There are many things which we associate with being typically Dutch yet after speaking to some Dutch students they informed me that many of these objects did not originate in The Netherlands. For instance it surprised me to find out that tulips originated in Turkey. Clogs or ‘klompen’ on the other hand are assuredly Dutch and they take great pride in these.
The Dutch have been wearing clogs since medieval times. Originally, they were made with a wooden sole and a leather top or strap tacked to the wood. Eventually, the shoes were made entirely from wood to protect the whole foot. Wooden shoe wearers claim the shoes are warm in winter, cool in summer and provide support for good posture. The wood also absorbs perspiration so that the foot can breathe. In my estimation this sounds like the ideal shoe for healthy feet and one any podiatrist would recommend. Contrary to this in an extract by Wilson (1937), he argued that the only reason the Dutch wore clogs was because they lasted longer than shoes of a comparable price thus reflecting the notion of the Dutch being tight with money!
On our trip to Zaanse Schans we had the opportunity to visit a tradesman’s workshop and see the clogs being crafted. The shoes are made by machine today but there are still a few wooden shoe makers in Holland who are able to hand craft these shoes. Given the shape of the shoe and it being one single piece of wood with no joints it was very interesting to see them gradually take shape after beginning with a one rectangular piece of wood. Afterwards many of us had fun finding clogs our size and trying them on to experience them for ourselves. Personally I still cannot understand how they can be comfortable for everyday use as they are worn a size bigger than your normal shoe size resulting in your feet sliding about inside them as you walk.
As well as this there was an exhibition of the many clogs that have been made down through the years, all with different purposes and therefore varying in shape, design and colour. This was very interesting as we were able to see how the clog evolved and changed over time.
In speaking with a Dutch student he said that if you walked down a street with clogs on in the present day people would give you a funny look. In any case this is probably true as I have not yet seen anybody wearing clogs other than the tradesman at the clog workshop. He told me that only farmers, fishermen and factory workers still wear clogs. As well as being waterproof, clogs also protect the foot from heavy and sharp objects therefore being very practical for these people.
After hearing the origin of the clog and finding out more about its practicality and benefits I found myself wondering why the majority of society have stopped wearing clogs as part of their everyday life.
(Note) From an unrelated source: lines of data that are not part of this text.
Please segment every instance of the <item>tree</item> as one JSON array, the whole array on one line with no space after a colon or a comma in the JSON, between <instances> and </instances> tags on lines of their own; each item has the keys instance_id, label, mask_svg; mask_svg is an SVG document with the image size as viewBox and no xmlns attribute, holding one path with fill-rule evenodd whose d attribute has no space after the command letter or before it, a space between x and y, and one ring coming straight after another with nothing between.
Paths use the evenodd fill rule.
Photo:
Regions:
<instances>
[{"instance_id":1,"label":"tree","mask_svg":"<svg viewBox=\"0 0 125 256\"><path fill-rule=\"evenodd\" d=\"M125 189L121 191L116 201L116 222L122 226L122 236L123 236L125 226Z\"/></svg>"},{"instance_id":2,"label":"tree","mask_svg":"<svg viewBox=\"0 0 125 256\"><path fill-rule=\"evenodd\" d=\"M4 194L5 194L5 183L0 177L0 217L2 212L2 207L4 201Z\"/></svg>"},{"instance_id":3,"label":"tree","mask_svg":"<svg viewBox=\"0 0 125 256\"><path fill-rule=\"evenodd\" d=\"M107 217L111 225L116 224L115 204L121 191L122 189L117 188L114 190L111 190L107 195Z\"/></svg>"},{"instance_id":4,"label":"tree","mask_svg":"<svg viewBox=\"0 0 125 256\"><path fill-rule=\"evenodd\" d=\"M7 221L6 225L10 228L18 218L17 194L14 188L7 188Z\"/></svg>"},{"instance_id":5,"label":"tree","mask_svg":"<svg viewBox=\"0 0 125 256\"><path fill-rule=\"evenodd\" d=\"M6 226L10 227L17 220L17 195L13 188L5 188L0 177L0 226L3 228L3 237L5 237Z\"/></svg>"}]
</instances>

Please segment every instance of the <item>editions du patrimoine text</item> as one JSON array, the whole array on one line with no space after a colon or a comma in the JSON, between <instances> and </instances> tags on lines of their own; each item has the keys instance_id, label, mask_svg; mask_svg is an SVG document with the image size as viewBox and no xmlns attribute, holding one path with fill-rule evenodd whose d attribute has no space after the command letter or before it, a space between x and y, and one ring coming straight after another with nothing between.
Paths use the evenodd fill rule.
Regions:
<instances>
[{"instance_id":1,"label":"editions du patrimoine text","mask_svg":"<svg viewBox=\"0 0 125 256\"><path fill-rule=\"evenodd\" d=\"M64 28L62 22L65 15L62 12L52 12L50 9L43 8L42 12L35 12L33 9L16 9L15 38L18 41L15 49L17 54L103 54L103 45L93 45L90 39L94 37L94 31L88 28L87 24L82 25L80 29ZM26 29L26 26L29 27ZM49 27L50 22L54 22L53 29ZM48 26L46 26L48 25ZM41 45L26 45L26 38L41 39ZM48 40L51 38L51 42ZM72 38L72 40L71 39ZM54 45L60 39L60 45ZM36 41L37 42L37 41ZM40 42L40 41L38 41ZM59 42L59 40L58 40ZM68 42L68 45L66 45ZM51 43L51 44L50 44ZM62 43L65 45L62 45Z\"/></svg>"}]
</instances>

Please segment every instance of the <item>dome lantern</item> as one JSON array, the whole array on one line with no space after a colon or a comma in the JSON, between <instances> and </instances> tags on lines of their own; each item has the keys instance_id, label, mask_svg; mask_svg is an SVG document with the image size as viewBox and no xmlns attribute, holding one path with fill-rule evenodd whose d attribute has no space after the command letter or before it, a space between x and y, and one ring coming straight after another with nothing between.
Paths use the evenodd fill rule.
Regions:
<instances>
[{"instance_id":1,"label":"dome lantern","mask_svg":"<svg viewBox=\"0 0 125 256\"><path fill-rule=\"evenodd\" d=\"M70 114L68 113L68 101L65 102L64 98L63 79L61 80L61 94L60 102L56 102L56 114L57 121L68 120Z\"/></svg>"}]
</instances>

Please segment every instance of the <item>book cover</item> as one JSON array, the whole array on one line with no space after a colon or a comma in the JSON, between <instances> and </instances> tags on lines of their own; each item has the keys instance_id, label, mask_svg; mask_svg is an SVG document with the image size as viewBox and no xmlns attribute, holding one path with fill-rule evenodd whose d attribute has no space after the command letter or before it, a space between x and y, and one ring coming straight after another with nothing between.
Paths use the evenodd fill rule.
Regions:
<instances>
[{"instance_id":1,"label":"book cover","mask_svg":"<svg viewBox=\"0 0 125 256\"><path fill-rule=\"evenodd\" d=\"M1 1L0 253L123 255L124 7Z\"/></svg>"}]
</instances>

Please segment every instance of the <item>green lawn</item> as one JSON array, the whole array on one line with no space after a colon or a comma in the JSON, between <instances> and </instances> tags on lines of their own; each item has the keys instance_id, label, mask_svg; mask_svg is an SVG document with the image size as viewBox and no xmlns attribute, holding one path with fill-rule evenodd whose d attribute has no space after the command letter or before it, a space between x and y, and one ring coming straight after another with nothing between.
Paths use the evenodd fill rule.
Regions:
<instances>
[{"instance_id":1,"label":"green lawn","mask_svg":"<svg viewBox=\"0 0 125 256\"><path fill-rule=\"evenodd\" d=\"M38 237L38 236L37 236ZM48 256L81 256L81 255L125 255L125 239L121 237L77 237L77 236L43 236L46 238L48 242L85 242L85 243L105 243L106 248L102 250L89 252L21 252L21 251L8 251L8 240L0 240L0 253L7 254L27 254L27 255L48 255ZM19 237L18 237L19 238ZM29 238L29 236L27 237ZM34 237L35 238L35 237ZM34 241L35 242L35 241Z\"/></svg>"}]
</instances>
The only possible conclusion I could come to was that of the modernising of society and the trends in fashion that are present all over the world. Down through the generations maybe these people have abandoned the uniqueness of the clog to conform to society’s notion of fashionable. This is also likely to be the case for our own society back home, down through the years I’m sure unique objects, events and ways of life have been abandoned by generations in place of more modern ideas.